Starke Konkurrenz, auch was Auftritt und Verpackung angeht, bekommt Berlin freilich – und das soll auch so sein – direkt aus Helsinki. Im neuen Musikcenter hat dort Hannu Lintu mit seinem Finish Radio Symphony Orchestra alle Sinfonien auf Bluray aufgezeichnet. Zu den souverän bewegten Konzertbildern und einem satten, markanten Klangideal kommen auch noch eigens erstellte Einführungen mit dem 48-jährigen Dirigenten, der sich so nachdrücklich als Sibelius-Größe empfiehlt, Zusätzlich gibt es ein TV-Special über Sibelius, Lintu und die 7. Sinfonien sowie eine achteilige Serie von experimentellen Kunstfilmen zum Thema, die das finnische Fernsehen zum Jubiläum in Auftrag gegebenen hat. Das alles wurde von Arthaus Musik in eine attraktive Box verpackt.
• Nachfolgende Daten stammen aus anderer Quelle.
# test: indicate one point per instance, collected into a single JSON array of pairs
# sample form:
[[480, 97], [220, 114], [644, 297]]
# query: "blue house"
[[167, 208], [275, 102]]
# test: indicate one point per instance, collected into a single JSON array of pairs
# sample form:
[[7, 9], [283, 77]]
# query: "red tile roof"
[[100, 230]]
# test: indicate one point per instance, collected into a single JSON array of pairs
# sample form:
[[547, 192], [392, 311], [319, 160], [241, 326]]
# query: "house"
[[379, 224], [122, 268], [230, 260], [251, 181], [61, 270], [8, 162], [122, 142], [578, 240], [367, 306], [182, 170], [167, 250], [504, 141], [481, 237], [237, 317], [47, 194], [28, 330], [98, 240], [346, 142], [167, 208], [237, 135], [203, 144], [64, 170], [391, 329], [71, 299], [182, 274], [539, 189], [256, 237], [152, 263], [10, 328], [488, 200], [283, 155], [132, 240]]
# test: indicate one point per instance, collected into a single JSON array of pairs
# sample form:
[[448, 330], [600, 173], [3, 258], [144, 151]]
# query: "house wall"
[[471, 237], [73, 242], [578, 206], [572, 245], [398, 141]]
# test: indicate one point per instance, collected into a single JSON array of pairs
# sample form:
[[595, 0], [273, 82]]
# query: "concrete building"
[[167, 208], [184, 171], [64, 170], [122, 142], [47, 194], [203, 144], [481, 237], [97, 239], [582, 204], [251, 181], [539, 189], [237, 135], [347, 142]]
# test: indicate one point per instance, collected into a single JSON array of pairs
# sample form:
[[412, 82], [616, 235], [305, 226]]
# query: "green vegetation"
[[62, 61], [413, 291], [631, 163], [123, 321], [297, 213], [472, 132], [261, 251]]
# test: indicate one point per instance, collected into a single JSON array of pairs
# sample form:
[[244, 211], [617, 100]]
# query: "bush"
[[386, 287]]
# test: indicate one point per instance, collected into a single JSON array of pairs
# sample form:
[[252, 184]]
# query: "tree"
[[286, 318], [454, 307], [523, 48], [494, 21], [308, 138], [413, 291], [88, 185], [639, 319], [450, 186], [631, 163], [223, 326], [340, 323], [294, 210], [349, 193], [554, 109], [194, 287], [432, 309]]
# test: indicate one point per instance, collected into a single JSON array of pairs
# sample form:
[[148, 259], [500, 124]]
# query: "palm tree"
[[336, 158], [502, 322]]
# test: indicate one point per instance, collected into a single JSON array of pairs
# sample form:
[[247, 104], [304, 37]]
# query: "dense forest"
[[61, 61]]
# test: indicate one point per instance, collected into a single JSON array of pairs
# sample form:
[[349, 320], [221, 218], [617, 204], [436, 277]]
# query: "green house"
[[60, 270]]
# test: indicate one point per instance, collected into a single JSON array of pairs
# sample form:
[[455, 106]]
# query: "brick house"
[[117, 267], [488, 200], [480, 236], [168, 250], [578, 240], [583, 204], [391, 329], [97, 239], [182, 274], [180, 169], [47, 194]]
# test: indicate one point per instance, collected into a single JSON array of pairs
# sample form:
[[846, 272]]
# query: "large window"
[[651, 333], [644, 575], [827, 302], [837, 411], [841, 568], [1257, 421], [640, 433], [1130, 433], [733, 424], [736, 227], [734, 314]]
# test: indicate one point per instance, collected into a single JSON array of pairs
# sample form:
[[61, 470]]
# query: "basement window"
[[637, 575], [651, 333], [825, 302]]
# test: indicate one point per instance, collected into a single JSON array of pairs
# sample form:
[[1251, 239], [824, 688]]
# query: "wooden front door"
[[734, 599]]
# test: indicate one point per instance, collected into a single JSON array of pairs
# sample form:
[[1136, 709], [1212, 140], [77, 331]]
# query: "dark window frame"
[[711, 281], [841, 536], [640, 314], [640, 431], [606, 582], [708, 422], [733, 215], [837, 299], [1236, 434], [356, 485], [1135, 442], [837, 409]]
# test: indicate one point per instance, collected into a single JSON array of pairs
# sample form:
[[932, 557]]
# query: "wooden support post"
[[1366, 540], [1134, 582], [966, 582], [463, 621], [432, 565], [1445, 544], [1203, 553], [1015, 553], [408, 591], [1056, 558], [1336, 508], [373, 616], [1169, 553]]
Parallel zu diese so glänzenden wie klanglich blankgeputzten Neuaufnahmen, kann man sich preisgünstig mit der historischen Sibelius-Rezeption beschäftigen. Warner Classics hat seine Archivbestände durchkämmt und ist auf sieben CDs fündig geworden: man kann in den sorgfältig restaurierten Zeugnissen aus den Jahren 1828-45 sogar den Komponisten selbst am Pult erleben, meist aber den von ihm präferierten Weggefährten Robert Kajanus, auch die von Sibelius selbst am meisten geschätzten Dirigenten Thomas Beecham und Serge Koussevitzky, die seine Musik schon früh international durchgesetzt haben. Neben allen Sinfonien gibt es eine Auswahl der Tondichtungen, Lieder, das Streichquartett und natürlich das Violinkonzert, eine klassische Aufnahme von 1935 mit Jascha Heifetz. Und das alles zum Schnäppchenpreis.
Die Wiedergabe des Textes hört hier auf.